The upshot of this was a partnership with infrastructure fund manager Innisfree to create the Innisfree M&G PPP Fund, the first fund to be focused on the secondary public-private partnership (PPP) market in the UK. The fund, which raised £225 million, was open-ended, prompting a recollection – and subsequent laughter – from Lennon that one of the assets in the portfolio has the option for a 65-year extension. He doubts he will be around to see that contract come to an end should the option be exercised.
The PPP fund was consistent with Prudential’s strategy to increase its client base. However, by the time the mandate had been fulfilled, the market had moved on. “By 2005, there was quite a dramatic change in the infrastructure market,” relates Lennon. “The asset class had registered in the thoughts of many in the international investment community and owners of infrastructure assets had begun to appreciate what they had.”
This made the broader opportunity to buy and sell stakes in infrastructure assets and companies increasingly attractive compared with the UK PPP market, which was getting “very competitive” in Lennon’s view.
Since then, Infracapital has gone onto build a long track record in infrastructure investing – something which other infrastructure fund managers must view enviously given that this is a young asset class where experience is highly valued by investors.
Aside from track record, there is another reason why Infracapital believes it has an appeal to the limited partner (LP) community. “We’re set up in a similar way to an independent boutique, but we have the benefit of the support of a major international financial institution behind us,” Lennon points out.
“Our investment committee powers reside solely with the directors of Infracapital and no one else [outside the team] has a veto over decisions.

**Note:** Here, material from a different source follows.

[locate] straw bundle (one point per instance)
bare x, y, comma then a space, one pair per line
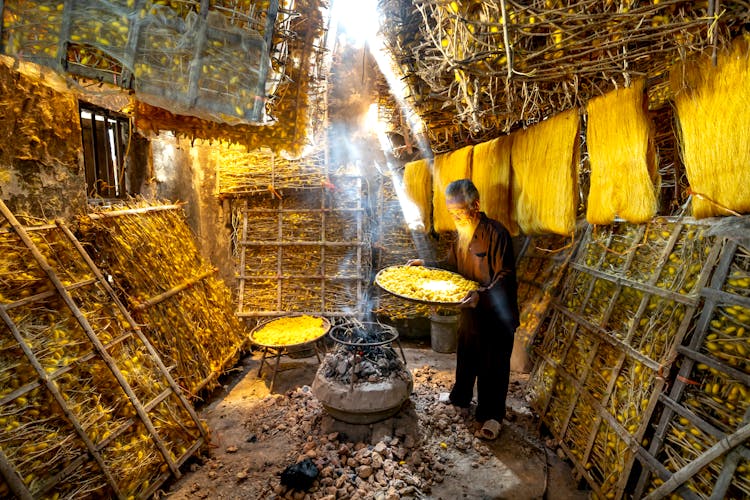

But being part of the wider group has benefits in the shape of enhanced deal origination, reach into corporate Europe [the group is a major investor across European markets] and relationships with policy makers and regulators.”
Given that one of the initial rationales for the launch of Infracapital was to expand the client base, it’s no surprise that this remains a focus for Lennon and Clarke. “We want to develop a broad network of LPs by geography and type,” says Lennon.
“Insurance companies and pension funds remain key and there is still growth potential in this area. But in addition there are sovereign wealth funds and funds of funds managers and we’ve got Asian and North American investors coming in. Europe continues to account for the bulk of the investor base, but it’s becoming a bit more balanced.”
Growth and expansion is also being seen in the financing arena, and this gives Clarke much encouragement. He acknowledges that the banking market is now of a “three- to five-year” duration, but “they are comfortable lending as long as there is a good take-out” [in the capital markets].
He points to the proliferation of private placements “of all shapes and sizes” that “couldn’t be done five years ago”. He also says the market is benefitting from debt funds needing to get assets on board. “We’ve also seen project bonds and UK government guarantees, which are good additions to the toolkit,” he adds.
Hence, the discussion ends on a note of optimism. And with £530 million in its pocket and what Infracapital sees as a niche position in the market, why wouldn’t it?